Materials and Methods
From April 2017 to July 2018, 72 patients who underwent VW-MRI, including both VISTA-CS and VISTA-nonCS, were retrospectively enrolled. Wall and lumen volumes, signal-to-noise ratio (SNR), and contrast-to-noise ratio (CNR) were measured from normal and lesion sites. Two neuroradiologists independently evaluated overall image quality and degree of normal and lesion wall delineation with a four-point scale (scores ≥ 3 defined as acceptable).
Results
Scan coverage was increased in VISTA-CS to cover both anterior and posterior circulations with a slightly shorter scan time compared to VISTA-nonCS (approximately 7 minutes vs. 8 minutes).
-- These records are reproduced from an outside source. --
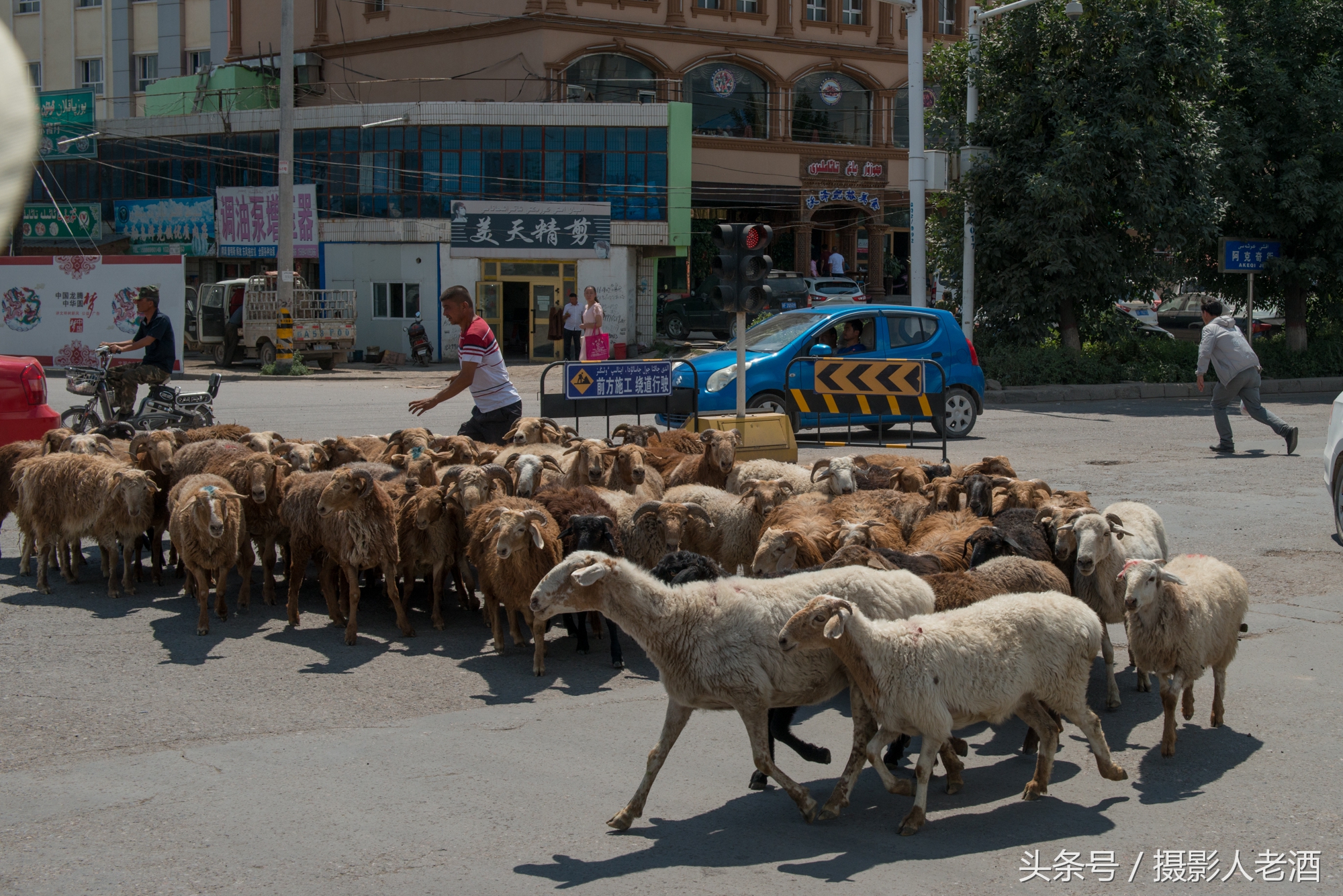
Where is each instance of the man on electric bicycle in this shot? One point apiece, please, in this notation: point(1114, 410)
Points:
point(156, 337)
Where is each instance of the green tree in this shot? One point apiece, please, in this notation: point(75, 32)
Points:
point(1281, 122)
point(1103, 157)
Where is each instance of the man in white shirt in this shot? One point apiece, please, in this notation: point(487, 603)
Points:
point(573, 328)
point(836, 262)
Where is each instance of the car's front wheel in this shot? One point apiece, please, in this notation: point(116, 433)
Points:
point(961, 417)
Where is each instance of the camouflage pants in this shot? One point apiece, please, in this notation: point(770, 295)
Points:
point(127, 379)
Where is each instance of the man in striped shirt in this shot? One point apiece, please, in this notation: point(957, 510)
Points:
point(498, 404)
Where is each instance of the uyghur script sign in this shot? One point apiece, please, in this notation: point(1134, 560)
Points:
point(824, 196)
point(531, 230)
point(248, 221)
point(860, 169)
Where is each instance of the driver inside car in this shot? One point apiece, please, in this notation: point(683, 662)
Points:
point(156, 337)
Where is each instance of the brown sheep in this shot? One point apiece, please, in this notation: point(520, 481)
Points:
point(429, 545)
point(515, 544)
point(230, 431)
point(679, 440)
point(710, 468)
point(342, 451)
point(632, 474)
point(304, 456)
point(206, 525)
point(349, 514)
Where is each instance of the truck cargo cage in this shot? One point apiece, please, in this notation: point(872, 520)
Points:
point(866, 392)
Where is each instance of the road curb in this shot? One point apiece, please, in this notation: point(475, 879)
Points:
point(1130, 391)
Wall and lumen volumes were not significantly different with VISTA-CS or VISTA-nonCS (interclass correlation coefficient = 0.964–0.997). SNR was or trended towards significantly higher values in VISTA-CS than in VISTA-nonCS. At normal sites, CNR was not significantly different between two sequences (p = 0.907), whereas VISTA-CS provided lower CNR in lesion sites compared with VISTA-nonCS (p = 0.003). Subjective wall delineation was superior with VISTA-nonCS than with VISTA-CS (p = 0.019), although overall image quality did not differ (p = 0.297). The proportions of images with acceptable quality were not significantly different between VISTA-CS (83.3–97.8%) and VISTA-nonCS (75–100%).
Conclusion
CS may be useful for intracranial VW-MRI as it allows for larger scan coverage with slightly shorter scan time without compromising image quality.